His House

di Remi Weekes (Gran Bretagna, 2020)

Nell’epoca della globalizzazione e dei mass media, il rinnovamento del cinema horror passa soprattutto dalle sue tematiche. Con un mondo circostante capace solo di offrirci una serie infinita di brutture quotidiane, oggi possiamo condividere le paure e le angosce di popoli e persone anche molto distanti da noi. “His House”, film britannico diretto dall’esordiente Remi Weekes, riesce a incanalarsi dentro questo discorso, mettendosi quasi in scia di alcune pellicole contemporanee pregne di significati politici e sociali (pensiamo a “Get Out” di Jordan Peele). Si tratta di un’opera già passata sugli schermi del Sundance e recentemente acquistata da Netflix, una scelta dunque non casuale proprio alla luce degli argomenti molto attuali messi sul piatto dal regista anglosassone.

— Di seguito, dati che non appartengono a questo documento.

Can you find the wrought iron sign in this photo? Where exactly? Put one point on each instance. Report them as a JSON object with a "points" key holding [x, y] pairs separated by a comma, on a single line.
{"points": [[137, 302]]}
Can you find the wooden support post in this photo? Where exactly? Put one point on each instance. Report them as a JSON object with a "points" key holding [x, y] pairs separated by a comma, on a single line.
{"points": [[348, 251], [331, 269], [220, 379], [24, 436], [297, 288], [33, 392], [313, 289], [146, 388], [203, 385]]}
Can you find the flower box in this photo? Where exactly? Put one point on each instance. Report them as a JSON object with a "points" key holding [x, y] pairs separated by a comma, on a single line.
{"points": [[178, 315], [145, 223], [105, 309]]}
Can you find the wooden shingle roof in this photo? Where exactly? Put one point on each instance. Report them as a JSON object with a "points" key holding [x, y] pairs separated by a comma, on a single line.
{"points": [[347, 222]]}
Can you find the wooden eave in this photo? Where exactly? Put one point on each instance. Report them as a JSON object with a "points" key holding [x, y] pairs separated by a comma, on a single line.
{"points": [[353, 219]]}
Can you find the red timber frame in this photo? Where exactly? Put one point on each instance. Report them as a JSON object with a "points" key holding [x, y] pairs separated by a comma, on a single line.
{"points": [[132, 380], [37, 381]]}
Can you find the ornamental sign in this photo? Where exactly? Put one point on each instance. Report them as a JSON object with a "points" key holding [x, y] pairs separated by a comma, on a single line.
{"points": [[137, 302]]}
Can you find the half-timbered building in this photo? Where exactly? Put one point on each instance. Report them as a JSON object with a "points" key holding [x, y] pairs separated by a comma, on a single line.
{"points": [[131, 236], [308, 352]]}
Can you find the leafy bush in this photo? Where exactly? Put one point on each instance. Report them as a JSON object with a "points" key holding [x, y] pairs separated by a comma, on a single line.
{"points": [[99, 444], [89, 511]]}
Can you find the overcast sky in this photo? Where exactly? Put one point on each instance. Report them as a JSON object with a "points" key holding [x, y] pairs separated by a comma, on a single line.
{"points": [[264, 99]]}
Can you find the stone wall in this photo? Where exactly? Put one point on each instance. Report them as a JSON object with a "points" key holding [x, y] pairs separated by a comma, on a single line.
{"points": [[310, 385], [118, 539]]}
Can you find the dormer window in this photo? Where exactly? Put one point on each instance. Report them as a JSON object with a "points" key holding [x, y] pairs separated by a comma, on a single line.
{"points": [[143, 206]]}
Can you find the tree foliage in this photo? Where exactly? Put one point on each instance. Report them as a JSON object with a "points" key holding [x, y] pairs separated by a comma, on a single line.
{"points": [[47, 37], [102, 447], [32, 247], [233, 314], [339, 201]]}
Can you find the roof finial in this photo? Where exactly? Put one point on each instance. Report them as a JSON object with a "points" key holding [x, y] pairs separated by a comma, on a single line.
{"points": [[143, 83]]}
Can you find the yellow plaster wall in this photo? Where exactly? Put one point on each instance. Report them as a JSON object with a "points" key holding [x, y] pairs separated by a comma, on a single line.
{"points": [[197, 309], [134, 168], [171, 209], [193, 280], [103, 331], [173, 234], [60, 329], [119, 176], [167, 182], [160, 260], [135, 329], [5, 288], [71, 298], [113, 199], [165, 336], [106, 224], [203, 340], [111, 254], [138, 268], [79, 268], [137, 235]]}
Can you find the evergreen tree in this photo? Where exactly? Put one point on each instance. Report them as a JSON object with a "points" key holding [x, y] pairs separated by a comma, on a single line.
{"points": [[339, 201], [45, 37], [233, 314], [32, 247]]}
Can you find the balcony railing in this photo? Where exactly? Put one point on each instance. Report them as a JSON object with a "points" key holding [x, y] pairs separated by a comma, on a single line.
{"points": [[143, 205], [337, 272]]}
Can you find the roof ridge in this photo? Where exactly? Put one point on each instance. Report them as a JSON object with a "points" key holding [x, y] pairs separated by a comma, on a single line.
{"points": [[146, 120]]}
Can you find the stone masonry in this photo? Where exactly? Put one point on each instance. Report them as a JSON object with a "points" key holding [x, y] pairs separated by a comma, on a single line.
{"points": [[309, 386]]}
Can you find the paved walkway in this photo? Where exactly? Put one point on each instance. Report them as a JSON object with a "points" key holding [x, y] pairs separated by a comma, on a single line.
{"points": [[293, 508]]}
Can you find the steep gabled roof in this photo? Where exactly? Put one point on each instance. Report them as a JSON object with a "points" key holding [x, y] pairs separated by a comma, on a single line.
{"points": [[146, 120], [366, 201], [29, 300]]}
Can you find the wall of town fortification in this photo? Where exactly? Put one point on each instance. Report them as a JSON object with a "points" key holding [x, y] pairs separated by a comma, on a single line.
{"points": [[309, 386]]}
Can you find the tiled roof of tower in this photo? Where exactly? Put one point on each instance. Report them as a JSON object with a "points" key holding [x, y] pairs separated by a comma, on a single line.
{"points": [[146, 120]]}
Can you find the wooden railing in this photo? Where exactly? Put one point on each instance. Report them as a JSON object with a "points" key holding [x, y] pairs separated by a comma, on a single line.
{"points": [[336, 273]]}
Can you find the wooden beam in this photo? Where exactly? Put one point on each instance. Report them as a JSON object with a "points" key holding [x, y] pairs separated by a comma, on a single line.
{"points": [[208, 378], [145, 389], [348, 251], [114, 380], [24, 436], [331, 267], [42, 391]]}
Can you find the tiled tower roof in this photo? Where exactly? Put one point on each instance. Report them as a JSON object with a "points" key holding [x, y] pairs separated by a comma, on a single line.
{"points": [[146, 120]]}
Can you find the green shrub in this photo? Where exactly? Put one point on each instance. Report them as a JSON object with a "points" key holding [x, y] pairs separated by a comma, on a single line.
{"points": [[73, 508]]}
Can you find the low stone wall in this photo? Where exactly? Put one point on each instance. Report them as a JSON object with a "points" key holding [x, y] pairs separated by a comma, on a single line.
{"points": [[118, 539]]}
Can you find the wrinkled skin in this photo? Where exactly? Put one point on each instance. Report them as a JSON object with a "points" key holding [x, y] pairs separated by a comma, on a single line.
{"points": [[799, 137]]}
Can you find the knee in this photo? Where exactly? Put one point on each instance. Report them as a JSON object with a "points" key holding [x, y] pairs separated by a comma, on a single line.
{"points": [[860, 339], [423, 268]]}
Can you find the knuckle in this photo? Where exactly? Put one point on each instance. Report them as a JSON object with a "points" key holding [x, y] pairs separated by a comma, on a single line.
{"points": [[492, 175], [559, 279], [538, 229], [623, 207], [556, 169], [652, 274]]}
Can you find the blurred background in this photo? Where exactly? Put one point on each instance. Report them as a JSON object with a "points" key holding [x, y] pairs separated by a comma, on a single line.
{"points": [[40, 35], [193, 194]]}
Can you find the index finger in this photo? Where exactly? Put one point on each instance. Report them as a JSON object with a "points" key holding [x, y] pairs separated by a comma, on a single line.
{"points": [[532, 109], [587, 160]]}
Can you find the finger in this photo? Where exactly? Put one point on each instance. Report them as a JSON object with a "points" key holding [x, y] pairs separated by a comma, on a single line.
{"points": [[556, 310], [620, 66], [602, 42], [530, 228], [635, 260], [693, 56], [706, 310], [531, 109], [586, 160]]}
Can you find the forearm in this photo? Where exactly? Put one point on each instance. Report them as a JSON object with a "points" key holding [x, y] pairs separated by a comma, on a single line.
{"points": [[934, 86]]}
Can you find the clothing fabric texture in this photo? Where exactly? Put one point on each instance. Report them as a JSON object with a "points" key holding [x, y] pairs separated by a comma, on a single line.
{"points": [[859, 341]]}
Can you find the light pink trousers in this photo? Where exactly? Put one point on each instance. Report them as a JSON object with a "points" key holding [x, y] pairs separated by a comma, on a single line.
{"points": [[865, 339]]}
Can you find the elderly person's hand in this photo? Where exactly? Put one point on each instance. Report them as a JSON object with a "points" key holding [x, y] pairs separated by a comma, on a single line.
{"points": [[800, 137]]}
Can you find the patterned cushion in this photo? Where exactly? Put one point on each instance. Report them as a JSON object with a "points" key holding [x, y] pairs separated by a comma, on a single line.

La terribile guerra nel Sud Sudan costringe alla fuga una coppia formata da Bol e Rial, due profughi pieni di belle speranze che dopo una tragica traversata marittima sul barcone di turno (i protagonisti perdono la figlia), si ritrovano in Gran Bretagna come rifugiati in cerca di asilo. Aiutati dalle istituzioni, Bol e Rial vengono trasferiti in un appartamento un po’ malridotto in una grigia zona suburbana: nessun problema, Bol ha tanta voglia di integrarsi nonostante la sua compagna sia meno entusiasta di questa nuova vita. Piccole divergenze che diventano insormontabili con il trascorrere del tempo, quando una presenza sovrannaturale comincia a muoversi tra quelle mura mettendo in pericolo la sanità fisica e mentale della giovane coppia.

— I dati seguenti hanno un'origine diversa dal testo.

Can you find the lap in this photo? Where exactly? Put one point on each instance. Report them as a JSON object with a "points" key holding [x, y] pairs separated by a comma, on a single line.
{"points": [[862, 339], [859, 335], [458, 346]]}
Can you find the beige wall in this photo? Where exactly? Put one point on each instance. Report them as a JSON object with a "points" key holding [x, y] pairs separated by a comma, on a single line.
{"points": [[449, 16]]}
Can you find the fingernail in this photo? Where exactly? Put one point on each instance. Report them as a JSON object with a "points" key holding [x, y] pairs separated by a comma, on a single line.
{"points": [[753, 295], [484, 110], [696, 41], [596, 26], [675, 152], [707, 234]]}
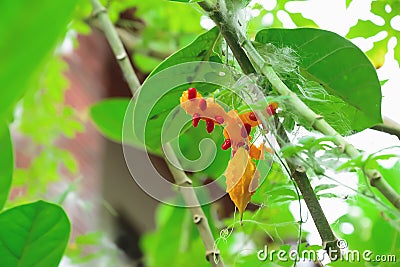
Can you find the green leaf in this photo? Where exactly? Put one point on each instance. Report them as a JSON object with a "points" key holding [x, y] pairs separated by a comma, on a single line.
{"points": [[114, 121], [145, 63], [31, 33], [6, 163], [341, 68], [188, 145], [34, 234], [203, 48], [322, 187], [186, 1], [176, 241]]}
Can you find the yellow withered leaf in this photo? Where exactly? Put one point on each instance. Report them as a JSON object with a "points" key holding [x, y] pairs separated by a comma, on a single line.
{"points": [[241, 179]]}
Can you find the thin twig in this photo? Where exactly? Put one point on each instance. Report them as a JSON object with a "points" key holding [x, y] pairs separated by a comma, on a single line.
{"points": [[189, 195], [300, 177], [317, 121], [179, 176]]}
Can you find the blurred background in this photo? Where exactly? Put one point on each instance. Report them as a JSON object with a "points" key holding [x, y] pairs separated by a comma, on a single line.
{"points": [[62, 156]]}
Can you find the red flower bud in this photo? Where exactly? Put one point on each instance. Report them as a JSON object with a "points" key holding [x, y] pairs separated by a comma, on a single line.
{"points": [[245, 130], [252, 116], [227, 144], [270, 110], [203, 104], [196, 119], [192, 93]]}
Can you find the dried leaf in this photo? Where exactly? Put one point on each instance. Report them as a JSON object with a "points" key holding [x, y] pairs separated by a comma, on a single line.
{"points": [[241, 179]]}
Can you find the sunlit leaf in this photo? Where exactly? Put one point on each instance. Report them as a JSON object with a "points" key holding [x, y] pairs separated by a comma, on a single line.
{"points": [[27, 49], [341, 68], [34, 234]]}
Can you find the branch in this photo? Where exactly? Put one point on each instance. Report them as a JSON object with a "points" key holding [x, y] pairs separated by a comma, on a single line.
{"points": [[189, 195], [116, 45], [318, 123], [389, 126], [325, 231], [179, 176]]}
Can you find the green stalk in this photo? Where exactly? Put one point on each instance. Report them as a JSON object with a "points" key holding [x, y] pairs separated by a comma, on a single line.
{"points": [[318, 123], [179, 176], [329, 241]]}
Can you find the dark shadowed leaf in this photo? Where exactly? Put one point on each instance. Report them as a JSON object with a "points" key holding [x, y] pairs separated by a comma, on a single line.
{"points": [[31, 31], [34, 234], [6, 163], [203, 48]]}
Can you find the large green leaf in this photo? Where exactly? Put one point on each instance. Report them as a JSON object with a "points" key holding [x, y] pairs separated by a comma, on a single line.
{"points": [[367, 28], [34, 234], [108, 115], [29, 31], [6, 163], [341, 68], [176, 241], [153, 105]]}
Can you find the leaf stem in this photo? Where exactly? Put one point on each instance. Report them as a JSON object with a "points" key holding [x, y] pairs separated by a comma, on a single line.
{"points": [[199, 218], [236, 38], [179, 176], [115, 42]]}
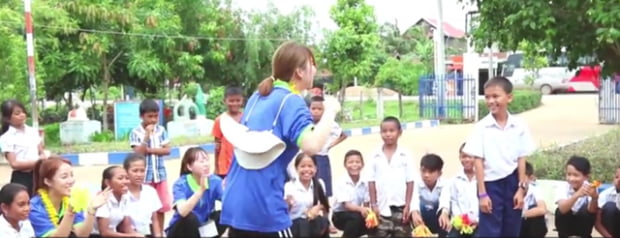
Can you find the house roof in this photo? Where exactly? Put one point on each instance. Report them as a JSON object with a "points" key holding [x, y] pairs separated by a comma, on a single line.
{"points": [[448, 29]]}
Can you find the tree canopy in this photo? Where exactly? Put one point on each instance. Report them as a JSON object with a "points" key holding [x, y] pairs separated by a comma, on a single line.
{"points": [[576, 28]]}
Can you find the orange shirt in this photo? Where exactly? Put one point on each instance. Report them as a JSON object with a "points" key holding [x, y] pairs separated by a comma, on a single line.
{"points": [[224, 159]]}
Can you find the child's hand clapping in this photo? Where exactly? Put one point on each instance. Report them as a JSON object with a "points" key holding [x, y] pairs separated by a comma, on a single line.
{"points": [[364, 211]]}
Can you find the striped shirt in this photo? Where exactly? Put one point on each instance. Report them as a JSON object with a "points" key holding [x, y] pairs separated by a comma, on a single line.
{"points": [[159, 138]]}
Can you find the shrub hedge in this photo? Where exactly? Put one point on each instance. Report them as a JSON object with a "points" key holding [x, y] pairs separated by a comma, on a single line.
{"points": [[602, 151], [522, 100]]}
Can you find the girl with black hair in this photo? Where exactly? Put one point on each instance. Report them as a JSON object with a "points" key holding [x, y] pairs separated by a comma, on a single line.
{"points": [[113, 218], [194, 195], [308, 204], [577, 201], [20, 143], [15, 207]]}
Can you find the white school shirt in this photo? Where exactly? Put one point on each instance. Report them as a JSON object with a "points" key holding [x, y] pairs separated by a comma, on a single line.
{"points": [[345, 190], [114, 210], [333, 136], [24, 143], [464, 196], [391, 177], [142, 208], [25, 229], [609, 195], [303, 197], [423, 196], [500, 148], [565, 191]]}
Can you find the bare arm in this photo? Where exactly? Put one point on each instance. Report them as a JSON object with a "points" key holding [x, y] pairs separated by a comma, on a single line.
{"points": [[86, 227], [565, 205], [185, 207], [539, 210], [65, 226], [598, 224], [312, 141], [479, 170], [339, 140], [164, 150], [349, 206], [105, 231], [593, 205], [157, 232], [18, 165], [372, 190], [521, 169]]}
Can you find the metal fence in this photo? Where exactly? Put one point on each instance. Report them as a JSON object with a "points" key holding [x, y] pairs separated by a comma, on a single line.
{"points": [[609, 101], [450, 96]]}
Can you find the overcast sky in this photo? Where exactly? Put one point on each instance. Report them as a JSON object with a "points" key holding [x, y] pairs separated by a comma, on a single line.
{"points": [[407, 12]]}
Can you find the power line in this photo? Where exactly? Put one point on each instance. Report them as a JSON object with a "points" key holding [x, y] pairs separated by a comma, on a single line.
{"points": [[146, 35]]}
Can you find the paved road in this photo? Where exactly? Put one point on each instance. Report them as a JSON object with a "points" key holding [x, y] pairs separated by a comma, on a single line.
{"points": [[562, 119]]}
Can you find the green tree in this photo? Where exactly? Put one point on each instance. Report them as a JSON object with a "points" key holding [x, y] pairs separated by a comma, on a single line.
{"points": [[351, 50], [582, 28], [403, 76]]}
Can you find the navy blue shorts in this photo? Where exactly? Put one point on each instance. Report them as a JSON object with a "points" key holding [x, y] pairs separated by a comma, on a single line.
{"points": [[504, 220]]}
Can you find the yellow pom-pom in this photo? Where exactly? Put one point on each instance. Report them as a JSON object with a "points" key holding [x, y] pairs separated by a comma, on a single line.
{"points": [[79, 199]]}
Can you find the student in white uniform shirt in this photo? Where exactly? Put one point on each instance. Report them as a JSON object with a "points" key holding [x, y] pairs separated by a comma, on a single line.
{"points": [[390, 185], [308, 204], [15, 207], [143, 200], [20, 143], [430, 204], [463, 192], [113, 217], [608, 216], [351, 198], [534, 224], [577, 200]]}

“His House” parte molto bene, focalizzandosi su due personaggi ben assortiti (bravi gli attori Sope Dirisu e Wunmi Mosaku) e sul loro difficile impatto con una realtà spesso ostile (l’inquietante vicina di casa, i soliti razzisti del quartiere e una solitudine che solo Bol cerca di rompere in qualche pub della zona). Successivamente, una regia lucida e mai sopra le righe ci conduce per mano nelle ferite fresche di questo appartamento, un luogo infestato questa volta non per il suo raccapricciante passato, ma per il suo ambiguo presente (il male portato dagli stessi inquilini). Cambia dunque la prospettiva, ma non cambiano le regole: ecco dunque susseguirsi sullo schermo fantasmi e apparizioni varie (jumpscare come se piovesse), spostando l’iconografia di questi spiriti sul folklore africano e imboccando una strada sempre più didascalica, soprattutto nella parte finale (dove si esagera un po’ troppo con le spiegazioni).

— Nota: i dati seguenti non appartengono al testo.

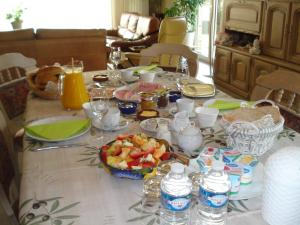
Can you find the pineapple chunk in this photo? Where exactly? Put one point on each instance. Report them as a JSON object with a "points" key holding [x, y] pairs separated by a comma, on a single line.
{"points": [[159, 152]]}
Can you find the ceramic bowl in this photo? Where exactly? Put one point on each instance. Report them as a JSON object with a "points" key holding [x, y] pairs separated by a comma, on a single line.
{"points": [[127, 108], [174, 95]]}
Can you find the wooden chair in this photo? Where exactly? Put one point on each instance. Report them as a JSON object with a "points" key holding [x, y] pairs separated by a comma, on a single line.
{"points": [[167, 55], [13, 87], [9, 175], [282, 87]]}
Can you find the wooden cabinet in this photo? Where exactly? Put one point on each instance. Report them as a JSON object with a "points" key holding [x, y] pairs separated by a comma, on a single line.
{"points": [[259, 68], [243, 16], [240, 70], [293, 54], [276, 29], [222, 64]]}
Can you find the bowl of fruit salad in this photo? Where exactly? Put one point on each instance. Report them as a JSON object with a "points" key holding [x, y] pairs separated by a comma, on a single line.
{"points": [[133, 156]]}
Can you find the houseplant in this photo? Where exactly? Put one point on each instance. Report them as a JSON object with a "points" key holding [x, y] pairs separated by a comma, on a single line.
{"points": [[186, 8], [16, 17]]}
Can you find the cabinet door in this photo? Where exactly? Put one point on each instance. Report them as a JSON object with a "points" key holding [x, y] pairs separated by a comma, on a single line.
{"points": [[260, 68], [222, 64], [293, 54], [239, 74], [276, 29], [243, 16]]}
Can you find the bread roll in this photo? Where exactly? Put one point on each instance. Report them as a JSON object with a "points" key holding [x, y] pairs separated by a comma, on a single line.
{"points": [[46, 74], [253, 114]]}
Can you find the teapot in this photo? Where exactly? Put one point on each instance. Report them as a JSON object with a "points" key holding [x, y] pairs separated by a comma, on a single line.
{"points": [[189, 139]]}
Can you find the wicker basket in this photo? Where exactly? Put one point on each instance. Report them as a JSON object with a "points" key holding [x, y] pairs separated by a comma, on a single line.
{"points": [[39, 92], [252, 138]]}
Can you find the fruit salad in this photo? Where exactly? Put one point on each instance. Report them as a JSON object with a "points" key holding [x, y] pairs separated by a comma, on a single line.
{"points": [[134, 152]]}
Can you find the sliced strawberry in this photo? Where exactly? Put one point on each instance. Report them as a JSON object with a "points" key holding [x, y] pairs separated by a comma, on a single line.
{"points": [[104, 147], [149, 151], [117, 150], [148, 164], [135, 162], [122, 137], [136, 153], [166, 156]]}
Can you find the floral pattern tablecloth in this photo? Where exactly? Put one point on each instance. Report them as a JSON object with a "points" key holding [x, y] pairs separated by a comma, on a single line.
{"points": [[69, 185]]}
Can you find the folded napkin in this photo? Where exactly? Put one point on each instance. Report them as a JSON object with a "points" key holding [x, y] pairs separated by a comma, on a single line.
{"points": [[59, 130], [147, 68], [226, 104]]}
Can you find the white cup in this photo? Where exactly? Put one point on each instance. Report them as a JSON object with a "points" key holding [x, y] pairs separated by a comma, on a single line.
{"points": [[147, 76], [206, 116], [112, 118], [126, 74], [185, 104]]}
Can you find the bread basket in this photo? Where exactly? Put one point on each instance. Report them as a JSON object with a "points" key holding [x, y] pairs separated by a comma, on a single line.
{"points": [[41, 93], [254, 138]]}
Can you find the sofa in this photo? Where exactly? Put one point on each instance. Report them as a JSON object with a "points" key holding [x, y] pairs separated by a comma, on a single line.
{"points": [[48, 46], [134, 30]]}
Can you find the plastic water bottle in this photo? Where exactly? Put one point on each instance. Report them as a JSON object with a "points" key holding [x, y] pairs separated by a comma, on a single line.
{"points": [[213, 192], [175, 197]]}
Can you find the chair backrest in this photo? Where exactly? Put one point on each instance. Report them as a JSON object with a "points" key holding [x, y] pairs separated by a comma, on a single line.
{"points": [[172, 30], [282, 87], [165, 54], [8, 174], [13, 85]]}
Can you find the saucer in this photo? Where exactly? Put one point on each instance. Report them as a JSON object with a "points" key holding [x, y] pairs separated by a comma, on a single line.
{"points": [[132, 79], [174, 110], [122, 124]]}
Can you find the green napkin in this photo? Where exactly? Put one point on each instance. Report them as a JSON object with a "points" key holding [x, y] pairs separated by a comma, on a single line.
{"points": [[225, 105], [59, 130], [147, 68]]}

Al di là di queste perdonabili ingenuità, “His House” si dimostra un’opera prima degna di assoluta attenzione, alla luce di un leitmotiv molto interessante che spazia a dovere tra integrazione sociale, superstizione e senso di colpa, un’ammucchiata solo in apparenza dispersiva. Dopo un’esperienza simile, Remi Weekes può soltanto crescere e noi ce lo auguriamo, anche perché “His House” è un film capace di attualizzare e rigenerare un filone che ha bisogno sempre di nuovi stimoli. In questo caso l’horror entra profondamente in collisione con il cinema più drammatico, lasciando a fine visione una traccia finalmente riconoscibile in mezzo al mucchio.